Let $X$ be a non-singular projective variety and $Y \subset X$ a non-singular subvariety. Denote by $\tilde{X}$ the blow-up of $X$ along $Y$ and $E$ the associated normal bundle. Denote by $N_{E|\tilde{X}}$ the normal bundle of $E$ in $\tilde{X}$. We know that $N_{E|\tilde{X}} \cong \mathcal{O}_E(-1)$. Does this mean that the dual of the normal bundle $N_{E|\tilde{X}}$ is ample?
2 Answers
The bundle $O_E(1)$ is always relatively ample over $Y$. It is ample if and only if the conormal bundle $N^\vee_{Y/X}$ is ample (this is by definition). For instance, if $Y = \mathbb{P}^1$, this holds if and only if $N^\vee \cong \oplus \mathcal{O}(a_i)$ with $a_i > 0$ for all $i$.
This need not be true. The projective bundle version $\mathcal O_{\mathbb P(\mathcal E)}(1)$ does not have the same automatic ampleness properties as the ample generator on projective space.
For instance, you can think of $\mathbb P^1 \times \mathbb P^1$ as the projectivization of $\mathcal E := \mathcal O_{\mathbb P^1} \oplus \mathcal O_{\mathbb P^1}$ and $\mathcal O_{\mathbb P(\mathcal E)}(1)$ will be $\mathcal O_{\mathbb P^1 \times \mathbb P^1}(1,0)$ (meaning it has degree $1$ on the fibers but is trivial on sections of the projective bundle). On the other hand, you can obtain the same surface by projectivizing any twist $\mathcal E(k)$ and the resulting $\mathcal O(1)$ will be (if I recall correctly) $\mathcal O_{\mathbb P^1 \times \mathbb P^1}(1,k)$ which is ample for $k > 0$.

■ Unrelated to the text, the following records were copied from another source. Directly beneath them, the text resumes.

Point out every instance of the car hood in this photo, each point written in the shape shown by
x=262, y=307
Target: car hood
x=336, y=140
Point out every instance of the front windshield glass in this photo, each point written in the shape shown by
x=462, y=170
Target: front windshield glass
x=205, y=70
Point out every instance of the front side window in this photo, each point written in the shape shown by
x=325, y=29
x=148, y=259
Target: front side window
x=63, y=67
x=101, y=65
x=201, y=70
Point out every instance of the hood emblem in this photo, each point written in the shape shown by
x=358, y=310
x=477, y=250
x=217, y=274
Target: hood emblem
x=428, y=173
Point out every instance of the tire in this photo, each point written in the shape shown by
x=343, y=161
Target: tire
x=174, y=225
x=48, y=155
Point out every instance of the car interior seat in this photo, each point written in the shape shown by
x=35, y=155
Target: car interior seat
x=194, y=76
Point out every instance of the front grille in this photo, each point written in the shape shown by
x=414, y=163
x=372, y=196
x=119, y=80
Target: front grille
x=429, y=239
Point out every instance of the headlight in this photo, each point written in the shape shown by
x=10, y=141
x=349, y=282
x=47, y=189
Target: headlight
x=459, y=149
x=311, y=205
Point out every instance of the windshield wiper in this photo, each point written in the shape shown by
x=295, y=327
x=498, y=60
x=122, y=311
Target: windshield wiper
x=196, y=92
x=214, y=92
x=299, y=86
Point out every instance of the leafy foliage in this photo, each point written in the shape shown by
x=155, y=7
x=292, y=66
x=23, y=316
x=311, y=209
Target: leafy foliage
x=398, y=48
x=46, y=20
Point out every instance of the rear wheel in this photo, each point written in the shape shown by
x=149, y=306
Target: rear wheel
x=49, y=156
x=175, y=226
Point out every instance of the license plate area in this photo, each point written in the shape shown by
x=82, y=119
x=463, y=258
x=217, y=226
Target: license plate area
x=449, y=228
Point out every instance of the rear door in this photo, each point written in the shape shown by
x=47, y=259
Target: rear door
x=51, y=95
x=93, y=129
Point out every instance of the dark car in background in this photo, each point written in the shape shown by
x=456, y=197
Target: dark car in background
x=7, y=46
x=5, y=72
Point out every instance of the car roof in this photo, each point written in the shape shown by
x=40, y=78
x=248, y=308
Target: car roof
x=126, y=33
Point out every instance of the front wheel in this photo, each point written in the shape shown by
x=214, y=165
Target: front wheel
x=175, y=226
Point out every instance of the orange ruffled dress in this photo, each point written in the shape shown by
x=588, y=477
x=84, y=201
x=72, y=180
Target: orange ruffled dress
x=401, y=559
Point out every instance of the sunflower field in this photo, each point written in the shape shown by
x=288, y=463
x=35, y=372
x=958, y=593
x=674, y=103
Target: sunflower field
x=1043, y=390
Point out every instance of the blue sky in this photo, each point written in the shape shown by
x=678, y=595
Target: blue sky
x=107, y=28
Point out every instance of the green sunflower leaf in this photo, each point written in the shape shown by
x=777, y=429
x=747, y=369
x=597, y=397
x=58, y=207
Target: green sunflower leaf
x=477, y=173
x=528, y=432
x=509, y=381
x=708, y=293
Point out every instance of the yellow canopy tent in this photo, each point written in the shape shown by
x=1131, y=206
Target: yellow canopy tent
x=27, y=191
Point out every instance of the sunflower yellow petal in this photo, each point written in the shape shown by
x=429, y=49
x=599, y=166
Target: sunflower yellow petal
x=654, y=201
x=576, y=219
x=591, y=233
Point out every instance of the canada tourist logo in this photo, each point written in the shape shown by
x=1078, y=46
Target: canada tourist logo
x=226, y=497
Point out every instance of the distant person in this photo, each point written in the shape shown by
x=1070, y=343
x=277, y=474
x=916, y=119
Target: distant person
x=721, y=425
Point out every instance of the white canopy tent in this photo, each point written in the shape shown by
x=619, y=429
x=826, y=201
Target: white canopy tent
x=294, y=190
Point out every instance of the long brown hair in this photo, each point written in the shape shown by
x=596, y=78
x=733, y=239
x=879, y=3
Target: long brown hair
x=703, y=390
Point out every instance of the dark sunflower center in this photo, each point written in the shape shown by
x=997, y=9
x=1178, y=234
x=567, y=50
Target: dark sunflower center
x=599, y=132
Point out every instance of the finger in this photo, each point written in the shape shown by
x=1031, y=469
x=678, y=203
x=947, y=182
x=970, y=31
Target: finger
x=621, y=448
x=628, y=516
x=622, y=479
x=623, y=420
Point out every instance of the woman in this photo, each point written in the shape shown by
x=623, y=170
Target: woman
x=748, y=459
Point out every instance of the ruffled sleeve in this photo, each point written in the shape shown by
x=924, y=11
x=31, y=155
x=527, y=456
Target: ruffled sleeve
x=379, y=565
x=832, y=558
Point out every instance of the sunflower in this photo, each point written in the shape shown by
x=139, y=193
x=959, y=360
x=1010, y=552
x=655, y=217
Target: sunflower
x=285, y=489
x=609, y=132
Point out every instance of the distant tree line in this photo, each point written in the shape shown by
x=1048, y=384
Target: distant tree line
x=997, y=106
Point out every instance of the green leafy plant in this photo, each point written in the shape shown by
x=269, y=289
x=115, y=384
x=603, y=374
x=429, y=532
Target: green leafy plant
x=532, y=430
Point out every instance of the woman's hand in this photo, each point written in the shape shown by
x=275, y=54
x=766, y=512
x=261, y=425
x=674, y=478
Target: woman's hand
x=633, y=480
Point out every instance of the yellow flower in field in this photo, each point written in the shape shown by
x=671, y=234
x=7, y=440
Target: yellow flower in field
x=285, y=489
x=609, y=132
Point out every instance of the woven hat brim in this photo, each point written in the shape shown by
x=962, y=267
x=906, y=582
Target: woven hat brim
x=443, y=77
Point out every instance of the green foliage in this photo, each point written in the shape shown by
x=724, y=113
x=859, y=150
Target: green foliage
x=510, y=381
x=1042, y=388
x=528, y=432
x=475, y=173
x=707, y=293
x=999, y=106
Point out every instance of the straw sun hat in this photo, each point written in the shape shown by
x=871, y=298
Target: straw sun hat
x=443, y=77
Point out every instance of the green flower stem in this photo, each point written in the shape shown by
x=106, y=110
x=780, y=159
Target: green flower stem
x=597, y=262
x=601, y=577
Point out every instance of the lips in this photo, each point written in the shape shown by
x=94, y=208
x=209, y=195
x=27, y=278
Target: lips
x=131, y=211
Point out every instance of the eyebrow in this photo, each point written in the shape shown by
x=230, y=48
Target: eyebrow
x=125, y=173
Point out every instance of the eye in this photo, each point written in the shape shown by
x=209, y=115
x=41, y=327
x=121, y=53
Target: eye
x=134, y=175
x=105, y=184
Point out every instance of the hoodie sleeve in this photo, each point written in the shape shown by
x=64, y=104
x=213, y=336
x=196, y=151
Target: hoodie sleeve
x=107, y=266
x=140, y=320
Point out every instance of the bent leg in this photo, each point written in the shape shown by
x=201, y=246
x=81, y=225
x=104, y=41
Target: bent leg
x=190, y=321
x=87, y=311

To relate this back to your situation: although the isomorphism class of the exceptional divisor only depends on the class of $N_{Y|X}$ up to twisting by any line bundle on $Y$, the ampleness of $\mathcal O_{E}(1)$ will depend on how positive the conormal bundle to $Y$ was in the first place.